DEV Community

Building Your First Real GPT Is Not a Prompting Exercise

Simon Griffiths on May 29, 2026

I recently built my first non-trivial GPT. The interesting lesson was not about clever prompting. It was almost the opposite. The GPT only starte...

Read full post

Gilder Miller • May 29

Building a reliable GPT isn’t about crafting the perfect prompt: it’s about treating it like a tiny software project. I found that splitting knowledge into clear, focused files made it far more consistent. The prompt should control behavior, not carry all the information. Testing early and often caught gaps I would have otherwise missed. How do you keep track of updates as the knowledge base grows?

Simon Griffiths • May 30

I put everything into git, including the source files and the intermediate build files. My build process outputs my knowledge modules into a set of markdown files, and one instruction also in markdown. Then the final step is to manually update the GPT, which just takes a few minutes. Not ideal, but it’s the best I could come up with.

Gilder Miller • May 31

I like this approach. Treating the knowledge base as code makes updates way less scary once it starts growing. Have you looked at automating that last GPT update step, or is the manual review intentional as a safety check?

Simon Griffiths • Jun 1

At the moment I don't think there's a way to automate this - I'd love it to be able to copy everything from a repo or set of files. If you are aware of a mechanism, I'd love to hear about it

Gilder Miller • Jun 3

Yeah, fully automatic sync from a repo into a GPT still isn’t really a first-class workflow. The closest practical setup I’ve seen is a CI step that builds your markdown bundle and outputs a single artifact you upload manually or reattach to the GPT. If you move toward the API side, the Assistants style file search setup gets you closer to programmatic updates, but it’s still not a clean git hook experience.

Keeping that final manual step actually isn’t a bad thing either since it forces a quick sanity check before publishing changes.

Simon Griffiths • Jun 3

Yes, this is essentially what I do, but I have 6 files, one for each knowledge modules. The idea was that each module could be maintained by a different SME, but I’m not sure that’s actually feasible. For now I’ll stick with the six files manually updated

Harjot Singh • May 31

Strongly agree - "it's not a prompting exercise" is the lesson people learn after their first GPT that demos great and falls apart in real use. A real GPT is a product: it needs the right data/knowledge wired in, tools it can actually call, guardrails for when it's out of its depth, and handling for the messy inputs real users throw at it. The prompt is maybe 10% of that; the other 90% is the engineering around it that makes it reliable.

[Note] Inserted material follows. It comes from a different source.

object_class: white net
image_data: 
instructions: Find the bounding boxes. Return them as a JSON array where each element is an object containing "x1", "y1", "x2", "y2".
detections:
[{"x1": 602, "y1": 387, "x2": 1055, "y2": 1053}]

This is the same gap that shows up everywhere in applied AI - the model/prompt is the easy, visible part, and the durable value is in the unglamorous scaffolding (knowledge grounding, tool wiring, failure handling, verification). That's literally the thesis behind Moonshift (a multi-agent pipeline that ships a prompt to a deployed SaaS) - the prompt starts it, but the product is the harness that turns it into something real and shippable, which is also why a build holds ~$3 flat. Spot-on post, the "real GPT = product, not prompt" framing needs to be louder. What was the biggest non-prompt thing that surprised you building your first real one - the knowledge/data wiring, the tool integration, or the edge-case handling?

Simon Griffiths • May 31

The most interesting part was how far the knowledge modules I built diverged in structure from the original input documents. I didn’t impose this structure, I worked with codex iteratively to discover the structure over a few sessions. It wasn’t about me imposing a structure, neither was it codex just bringing some best practice, it was much more of a discovery of the underlying structure in the original documents

Harjot Singh • May 31

That divergence is the whole insight, isn't it: what you thought the knowledge modules needed vs what actually made the GPT behave well are different things, and you only learn it by building, not prompting. Prompting is asking; building is engineering the context and constraints so the right behavior is the default. The gap between those two is exactly where "AI can't do my use case" usually turns out to be "I prompted instead of structured." Curious what surprised you most in the divergence, the granularity, or what you had to leave out to keep it focused? That trimming decision is where I always learn the most.

Simon Griffiths • Jun 1

The trickiest part was that there were four main knowledge areas in the GPT that were pretty large, but there was also some significant common instructions and "routing" that needed to be done, and so I ended up with a minimal set of instructions, which then referred to a "routing" file which helped direct to a specific knowledge module. I was not convinced that this would work, but it did. The underlying mechanism is basically RAG-like, but it seems flexible enough to be able to have some knowledge files referring to other files. The other part that I was surprised at was the repetition that I needed. I am guessing that repetition of YAML sections within the more text based markdown helped ensure that the best chunks were loaded into context at run-time - for a long document, I think that there a risk (I have no proof of this) that information at the top of a long file is not necessarily enough to get sections lower down in the file, So repeating the YAML seemed to help.